Una de las reglas imperantes en la política-espectáculo es la necesidad imperiosa de captar la atención en la sobreabundancia de imágenes y microrelatos. El desdichado Rivera se hizo presente en tan compulsivo campo mediante una imagen en la que presentaba su cuerpo desnudo. La pugna por la atención conduce a una escalada de hiperestimulación sensorial. Una entrevista tiene que concluir proporcionando lo que los prosaicos comunicadores denominan como  “titulares”, es decir una frase o gesto que rompa la normalidad y se inscriba en el modelo de meme o zasca.  El resultado de esta escalada es la movilización de las audiencias sensoriales, cuyo estado óptimo es el de una suerte de hipnosis emocional.
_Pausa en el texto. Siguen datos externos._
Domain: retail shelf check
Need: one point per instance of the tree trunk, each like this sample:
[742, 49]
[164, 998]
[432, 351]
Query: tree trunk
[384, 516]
Así se explican los fervores de Ayuso y Díaz, completamente independientes de sus respectivas gestiones o proyectos. El fanatismo de intensidad variable es inexorable para públicos cohesionados por ñas emociones colectivas propiciadas por la comunicación audiovisual.
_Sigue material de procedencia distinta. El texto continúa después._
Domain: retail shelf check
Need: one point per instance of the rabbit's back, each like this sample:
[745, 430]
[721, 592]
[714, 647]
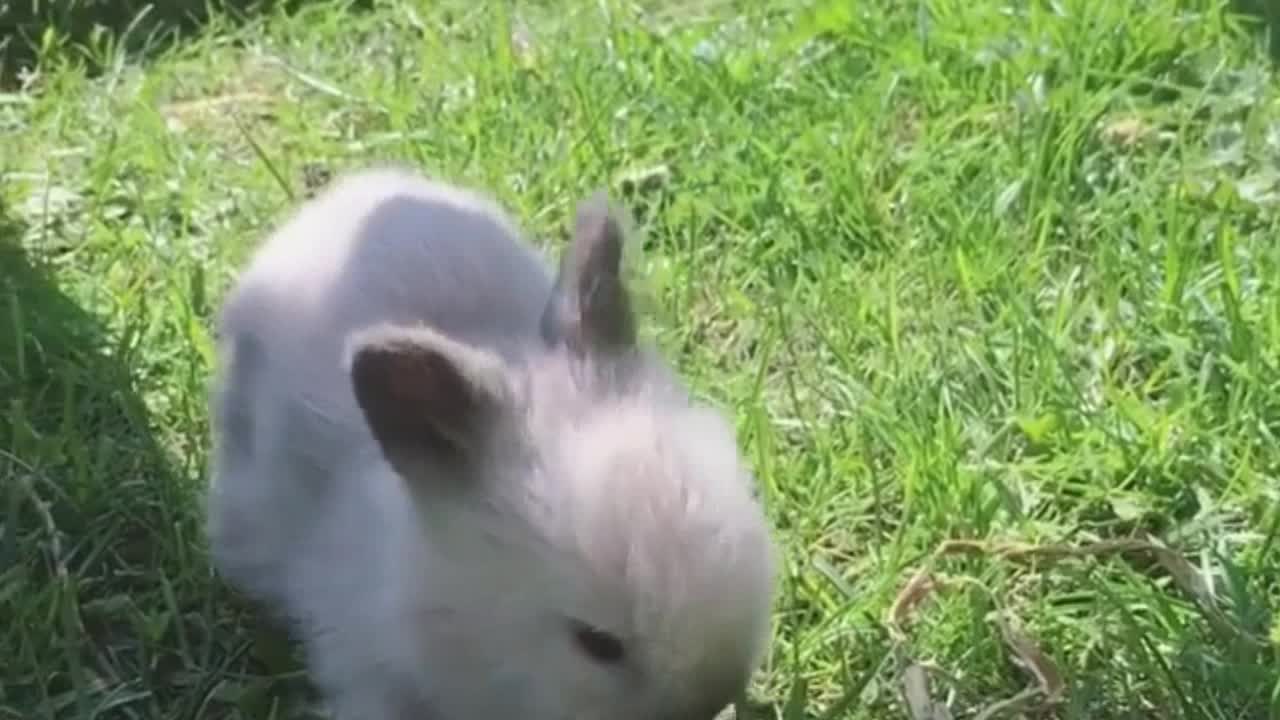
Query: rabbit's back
[378, 246]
En ambos casos, acreditan su capacidad para gestionar favorablemente su relación con el público incondicional. Esta se funda en el arte de “hacer vibrar” a la gente. Se trata de atrapar emocionalmente al receptor mediante una puesta en escena que satisfaga su imaginario político, estimulando sus pulsiones visuales y auditivas. Así, la vibración se superpone a la significación. Desde esta perspectiva se puede hacer inteligible la sordera de los públicos a los factores objetivos asociados a sus actuaciones. La vibración sensorial se correlaciona con la ilusión perceptiva, constituyendo el sustento de los hiperliderazgos en la videopolítica. Las idolatrías parecen inevitables en este medio que ha devaluado la reflexión hasta niveles inconcebibles. Lo peor es la relación inequívoca entre la primacía absoluta de la sensorialidad, el declive fatal de la reflexión y los totalitarismos. Pero de eso escribiré en otra ocasión.